A Celebration to Sámi Culture

The maze-like installation is part of a components in Sara's immersive exhibition honoring the culture, knowledge, and beliefs of the Sámi, the sole native group in Europe. Traditionally mobile, the Sámi number about 100,000 people ranged across northern Norway, Finland, the Swedish Lapland, and the Russian Arctic (an territory they call Sápmi). They've experienced oppression, forced assimilation, and suppression of their dialect by all four states. Through highlighting the reindeer, an creature at the core of the Sámi mythology and creation story, the work also spotlights the people's struggles connected to the environmental emergency, land dispossession, and external control.

Metaphor in Materials

Along the lengthy access slope, there's a towering, 26-metre formation of pelts ensnared by electrical wires. It serves as a analogy for the governance and financial structures constraining the Sámi.

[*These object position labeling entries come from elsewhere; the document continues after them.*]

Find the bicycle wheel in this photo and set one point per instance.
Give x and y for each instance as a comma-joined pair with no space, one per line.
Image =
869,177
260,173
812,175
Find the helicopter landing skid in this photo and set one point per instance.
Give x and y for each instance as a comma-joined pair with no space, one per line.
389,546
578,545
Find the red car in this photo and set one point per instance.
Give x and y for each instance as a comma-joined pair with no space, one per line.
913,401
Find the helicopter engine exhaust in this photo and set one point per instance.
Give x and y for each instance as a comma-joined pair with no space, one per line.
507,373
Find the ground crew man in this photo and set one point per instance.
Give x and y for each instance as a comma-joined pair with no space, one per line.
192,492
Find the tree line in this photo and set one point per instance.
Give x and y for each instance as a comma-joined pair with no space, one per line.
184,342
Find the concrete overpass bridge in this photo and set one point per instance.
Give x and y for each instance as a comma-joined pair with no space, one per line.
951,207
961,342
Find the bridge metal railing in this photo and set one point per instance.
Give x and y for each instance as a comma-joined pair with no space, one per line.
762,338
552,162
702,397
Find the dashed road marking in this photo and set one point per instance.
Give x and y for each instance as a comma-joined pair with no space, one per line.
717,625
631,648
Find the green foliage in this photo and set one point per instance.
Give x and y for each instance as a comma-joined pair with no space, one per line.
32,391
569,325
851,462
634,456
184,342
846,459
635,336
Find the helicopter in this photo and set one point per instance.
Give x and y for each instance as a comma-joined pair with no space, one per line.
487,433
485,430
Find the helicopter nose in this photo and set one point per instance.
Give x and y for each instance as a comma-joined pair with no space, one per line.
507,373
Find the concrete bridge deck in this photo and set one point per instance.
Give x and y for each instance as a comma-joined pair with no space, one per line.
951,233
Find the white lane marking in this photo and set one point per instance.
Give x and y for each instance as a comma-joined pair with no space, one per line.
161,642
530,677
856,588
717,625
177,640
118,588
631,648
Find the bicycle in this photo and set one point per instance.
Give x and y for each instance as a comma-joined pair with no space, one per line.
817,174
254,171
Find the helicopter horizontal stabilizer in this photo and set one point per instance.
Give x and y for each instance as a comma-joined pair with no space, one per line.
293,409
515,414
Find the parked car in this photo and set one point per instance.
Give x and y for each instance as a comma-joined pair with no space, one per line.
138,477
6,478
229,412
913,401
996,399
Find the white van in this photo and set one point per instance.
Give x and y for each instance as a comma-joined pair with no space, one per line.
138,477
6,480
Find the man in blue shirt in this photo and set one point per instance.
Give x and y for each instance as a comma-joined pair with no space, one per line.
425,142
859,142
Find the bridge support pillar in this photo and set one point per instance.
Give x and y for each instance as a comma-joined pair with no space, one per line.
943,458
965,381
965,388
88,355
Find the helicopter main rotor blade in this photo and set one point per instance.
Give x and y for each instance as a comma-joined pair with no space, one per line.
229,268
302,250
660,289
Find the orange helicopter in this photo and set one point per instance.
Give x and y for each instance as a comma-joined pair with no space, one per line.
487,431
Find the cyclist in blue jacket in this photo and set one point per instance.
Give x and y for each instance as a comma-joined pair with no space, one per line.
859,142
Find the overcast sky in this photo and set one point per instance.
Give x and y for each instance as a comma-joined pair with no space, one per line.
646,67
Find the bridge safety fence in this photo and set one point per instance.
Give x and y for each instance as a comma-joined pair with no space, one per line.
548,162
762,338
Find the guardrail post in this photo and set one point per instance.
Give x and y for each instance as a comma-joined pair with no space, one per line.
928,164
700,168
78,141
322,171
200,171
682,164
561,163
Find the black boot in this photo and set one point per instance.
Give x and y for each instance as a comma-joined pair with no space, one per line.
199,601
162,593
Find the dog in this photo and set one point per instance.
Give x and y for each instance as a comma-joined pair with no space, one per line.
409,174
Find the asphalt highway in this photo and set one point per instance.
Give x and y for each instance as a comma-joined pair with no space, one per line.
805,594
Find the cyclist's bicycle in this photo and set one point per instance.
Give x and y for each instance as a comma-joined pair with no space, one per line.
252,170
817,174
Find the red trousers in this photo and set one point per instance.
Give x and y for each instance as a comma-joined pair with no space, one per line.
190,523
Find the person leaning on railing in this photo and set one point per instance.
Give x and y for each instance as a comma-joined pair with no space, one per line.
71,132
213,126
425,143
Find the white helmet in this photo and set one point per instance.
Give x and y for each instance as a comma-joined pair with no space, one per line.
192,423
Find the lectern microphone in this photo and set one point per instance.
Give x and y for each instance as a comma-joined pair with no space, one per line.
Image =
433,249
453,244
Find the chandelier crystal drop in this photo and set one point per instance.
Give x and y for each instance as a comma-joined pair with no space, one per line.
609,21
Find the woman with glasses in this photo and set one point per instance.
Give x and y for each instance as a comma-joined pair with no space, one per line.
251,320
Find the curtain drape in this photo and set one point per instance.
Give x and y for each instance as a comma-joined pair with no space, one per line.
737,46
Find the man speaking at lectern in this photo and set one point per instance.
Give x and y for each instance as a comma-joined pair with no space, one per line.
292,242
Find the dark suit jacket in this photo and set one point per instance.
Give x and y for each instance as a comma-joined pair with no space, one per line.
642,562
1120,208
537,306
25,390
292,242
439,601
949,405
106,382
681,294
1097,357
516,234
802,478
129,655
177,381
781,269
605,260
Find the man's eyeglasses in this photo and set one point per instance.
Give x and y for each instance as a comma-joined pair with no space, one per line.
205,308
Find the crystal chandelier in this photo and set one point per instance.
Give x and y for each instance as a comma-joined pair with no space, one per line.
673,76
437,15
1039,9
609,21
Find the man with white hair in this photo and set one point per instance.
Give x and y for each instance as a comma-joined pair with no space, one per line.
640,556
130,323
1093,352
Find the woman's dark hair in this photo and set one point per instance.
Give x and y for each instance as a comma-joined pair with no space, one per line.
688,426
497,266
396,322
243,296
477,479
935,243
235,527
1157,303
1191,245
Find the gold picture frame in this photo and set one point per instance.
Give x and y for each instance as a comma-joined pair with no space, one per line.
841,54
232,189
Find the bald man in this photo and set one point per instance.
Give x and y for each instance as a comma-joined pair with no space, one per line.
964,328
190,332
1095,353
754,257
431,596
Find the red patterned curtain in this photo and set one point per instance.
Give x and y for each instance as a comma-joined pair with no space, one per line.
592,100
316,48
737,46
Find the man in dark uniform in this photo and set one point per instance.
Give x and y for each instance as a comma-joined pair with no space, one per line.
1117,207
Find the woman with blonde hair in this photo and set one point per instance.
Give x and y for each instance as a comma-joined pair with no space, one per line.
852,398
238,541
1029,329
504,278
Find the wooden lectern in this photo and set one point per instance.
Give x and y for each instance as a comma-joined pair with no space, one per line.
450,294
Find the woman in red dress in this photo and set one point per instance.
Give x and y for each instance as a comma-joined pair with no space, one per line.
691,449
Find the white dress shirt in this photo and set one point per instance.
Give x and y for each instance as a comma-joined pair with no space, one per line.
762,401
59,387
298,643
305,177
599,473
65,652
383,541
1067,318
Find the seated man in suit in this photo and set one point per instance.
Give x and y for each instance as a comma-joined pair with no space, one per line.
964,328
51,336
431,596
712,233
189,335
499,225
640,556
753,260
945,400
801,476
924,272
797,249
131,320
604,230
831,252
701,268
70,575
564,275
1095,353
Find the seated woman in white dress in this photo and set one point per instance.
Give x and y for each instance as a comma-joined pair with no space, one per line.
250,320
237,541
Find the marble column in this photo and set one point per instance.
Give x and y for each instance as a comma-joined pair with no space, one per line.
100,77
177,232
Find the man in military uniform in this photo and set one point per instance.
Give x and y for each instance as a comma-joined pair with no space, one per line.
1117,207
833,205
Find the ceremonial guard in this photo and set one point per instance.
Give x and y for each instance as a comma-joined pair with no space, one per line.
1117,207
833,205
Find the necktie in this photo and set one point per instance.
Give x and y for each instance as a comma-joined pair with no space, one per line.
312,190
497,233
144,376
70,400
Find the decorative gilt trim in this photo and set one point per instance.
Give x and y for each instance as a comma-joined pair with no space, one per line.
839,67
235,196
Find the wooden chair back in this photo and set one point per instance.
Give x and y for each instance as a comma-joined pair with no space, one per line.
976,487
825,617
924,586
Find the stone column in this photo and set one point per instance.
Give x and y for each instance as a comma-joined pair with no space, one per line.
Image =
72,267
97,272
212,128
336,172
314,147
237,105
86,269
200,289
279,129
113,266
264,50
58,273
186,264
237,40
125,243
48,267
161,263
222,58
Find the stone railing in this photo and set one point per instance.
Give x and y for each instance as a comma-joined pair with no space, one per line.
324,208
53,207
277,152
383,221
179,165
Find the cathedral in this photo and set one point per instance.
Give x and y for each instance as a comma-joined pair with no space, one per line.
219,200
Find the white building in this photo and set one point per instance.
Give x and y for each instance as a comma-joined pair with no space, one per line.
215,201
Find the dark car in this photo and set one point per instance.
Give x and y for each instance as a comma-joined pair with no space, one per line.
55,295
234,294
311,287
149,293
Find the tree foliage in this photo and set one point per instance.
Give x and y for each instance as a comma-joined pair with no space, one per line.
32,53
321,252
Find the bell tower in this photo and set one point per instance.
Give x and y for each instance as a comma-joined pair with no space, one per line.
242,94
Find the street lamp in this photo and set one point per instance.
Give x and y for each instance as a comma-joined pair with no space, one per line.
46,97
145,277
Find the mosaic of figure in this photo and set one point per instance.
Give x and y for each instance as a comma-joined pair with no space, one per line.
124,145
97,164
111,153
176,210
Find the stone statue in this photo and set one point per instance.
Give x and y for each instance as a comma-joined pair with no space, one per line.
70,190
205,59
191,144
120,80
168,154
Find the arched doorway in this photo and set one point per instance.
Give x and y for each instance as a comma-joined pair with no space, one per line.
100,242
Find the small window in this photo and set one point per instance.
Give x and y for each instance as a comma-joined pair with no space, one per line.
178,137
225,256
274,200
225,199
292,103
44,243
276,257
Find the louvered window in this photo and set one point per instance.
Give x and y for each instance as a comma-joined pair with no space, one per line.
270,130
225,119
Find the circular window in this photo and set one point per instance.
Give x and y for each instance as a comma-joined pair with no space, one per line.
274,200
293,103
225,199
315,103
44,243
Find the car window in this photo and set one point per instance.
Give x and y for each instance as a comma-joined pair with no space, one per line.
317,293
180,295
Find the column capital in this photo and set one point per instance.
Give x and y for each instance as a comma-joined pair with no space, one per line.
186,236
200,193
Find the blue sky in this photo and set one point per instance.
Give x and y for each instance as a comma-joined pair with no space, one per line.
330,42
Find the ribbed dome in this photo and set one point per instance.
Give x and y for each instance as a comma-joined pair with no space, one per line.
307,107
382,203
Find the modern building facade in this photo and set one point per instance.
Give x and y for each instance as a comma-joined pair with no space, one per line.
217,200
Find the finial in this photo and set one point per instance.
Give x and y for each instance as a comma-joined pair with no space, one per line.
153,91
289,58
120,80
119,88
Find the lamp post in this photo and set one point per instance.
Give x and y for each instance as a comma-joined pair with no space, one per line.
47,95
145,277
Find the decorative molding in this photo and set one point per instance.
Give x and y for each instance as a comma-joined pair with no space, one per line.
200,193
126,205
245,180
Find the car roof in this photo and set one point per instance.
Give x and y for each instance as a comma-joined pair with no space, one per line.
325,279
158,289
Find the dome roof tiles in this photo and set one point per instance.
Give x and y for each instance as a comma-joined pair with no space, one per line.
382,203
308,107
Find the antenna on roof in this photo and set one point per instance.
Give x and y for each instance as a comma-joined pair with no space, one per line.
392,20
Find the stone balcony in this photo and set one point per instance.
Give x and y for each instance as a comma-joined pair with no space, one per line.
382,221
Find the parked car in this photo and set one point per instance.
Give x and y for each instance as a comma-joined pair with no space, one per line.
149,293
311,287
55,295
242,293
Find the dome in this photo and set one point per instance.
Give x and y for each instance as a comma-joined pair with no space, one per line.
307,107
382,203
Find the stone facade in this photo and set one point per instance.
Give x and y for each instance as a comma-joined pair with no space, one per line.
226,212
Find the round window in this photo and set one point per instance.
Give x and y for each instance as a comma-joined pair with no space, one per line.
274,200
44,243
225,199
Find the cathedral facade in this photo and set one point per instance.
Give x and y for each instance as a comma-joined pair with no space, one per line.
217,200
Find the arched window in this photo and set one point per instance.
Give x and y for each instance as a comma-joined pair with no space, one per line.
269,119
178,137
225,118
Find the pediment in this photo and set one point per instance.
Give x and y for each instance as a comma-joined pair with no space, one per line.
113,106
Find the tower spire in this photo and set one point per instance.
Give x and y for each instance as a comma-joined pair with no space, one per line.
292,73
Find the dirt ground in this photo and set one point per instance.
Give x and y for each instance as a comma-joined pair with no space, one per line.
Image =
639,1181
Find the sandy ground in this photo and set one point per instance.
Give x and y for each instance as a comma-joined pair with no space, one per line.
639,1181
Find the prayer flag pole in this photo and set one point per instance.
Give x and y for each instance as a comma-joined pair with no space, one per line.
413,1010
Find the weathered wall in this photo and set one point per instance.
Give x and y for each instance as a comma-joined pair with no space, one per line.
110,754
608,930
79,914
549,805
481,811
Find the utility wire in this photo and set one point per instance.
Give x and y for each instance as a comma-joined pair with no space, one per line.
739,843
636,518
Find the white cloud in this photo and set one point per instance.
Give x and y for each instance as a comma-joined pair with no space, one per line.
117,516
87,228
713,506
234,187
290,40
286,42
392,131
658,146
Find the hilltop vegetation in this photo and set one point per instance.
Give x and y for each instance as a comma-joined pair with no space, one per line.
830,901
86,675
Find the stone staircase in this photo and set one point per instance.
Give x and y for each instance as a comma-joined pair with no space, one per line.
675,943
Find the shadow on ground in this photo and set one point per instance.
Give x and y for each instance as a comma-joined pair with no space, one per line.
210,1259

Like an electrical tower, part spiritual ascent, this part of the exhibit, titled Goavve-, relates to the Sámi word for an severe climatic event, wherein solid layers of ice develop as fluctuating conditions thaw and refreeze the snow, encasing the reindeers' main cold-season sustenance, lichen. Goavvi is a outcome of global heating, which is occurring up to much more rapidly in the Arctic than globally.

A few years back, I met with Sara in Guovdageaidnu during a goavvi winter and went with Sámi herders on their motorized sleds in biting cold as they transported carts of supplementary feed on to the wind-scoured Arctic plains to provide by hand. The reindeer gathered round us, digging the slippery ground in vain attempts for lichen-covered bits. This expensive and labour-intensive procedure is having a drastic effect on herding practices—and on the animals' independence. But the choice is death. When such conditions become frequent, reindeer are succumbing—some from hunger, others drowning after plunging into water bodies through unstable frozen surfaces. In a sense, the work is a memorial to them. "With the layering of components, in a way I'm introducing the phenomenon to London," says Sara.

Opposing Perspectives

The sculpture also emphasizes the sharp difference between the western view of energy as a resource to be harnessed for profit and livelihood and the Sámi worldview of energy as an natural essence in animals, humans, and land. Tate Modern's past as a fossil fuel plant is tied up in this, as is what the Sámi view as eco-imperialism by Scandinavian states. As they strive to be leaders for renewable energy, these states have clashed with the Sámi over the development of wind energy projects, hydroelectric dams, and digging operations on their traditional territory; the Sámi assert their legal protections, ways of life, and culture are threatened. "It's hard being such a tiny group to protect your rights when the arguments are based on global sustainability," Sara notes. "Resource exploitation has adopted the rhetoric of sustainability, but yet it's just attempting to find alternative ways to persist in habits of consumption."

Personal Challenges

She and her kin have themselves disagreed with the state authorities over its tightening regulations on animal husbandry. Previously, Sara's sibling undertook a set of finally failed court actions over the required reduction of his herd, apparently to stop overgrazing. As a show of solidarity, Sara produced a four-year series of artworks named Pile O'Sápmi featuring a massive curtain of four hundred cranial remains, which was exhibited at the 2017's art exhibition Documenta 14 and later obtained by the public gallery, where it is displayed in the lobby.

The Role of Art in Activism

For numerous Indigenous people, art seems the sole realm in which they can be heard by outsiders. In 2022, Sara was {one of three|among a group of|

Teresa Sanchez
Teresa Sanchez

A seasoned gaming journalist with over a decade of experience covering esports and industry trends.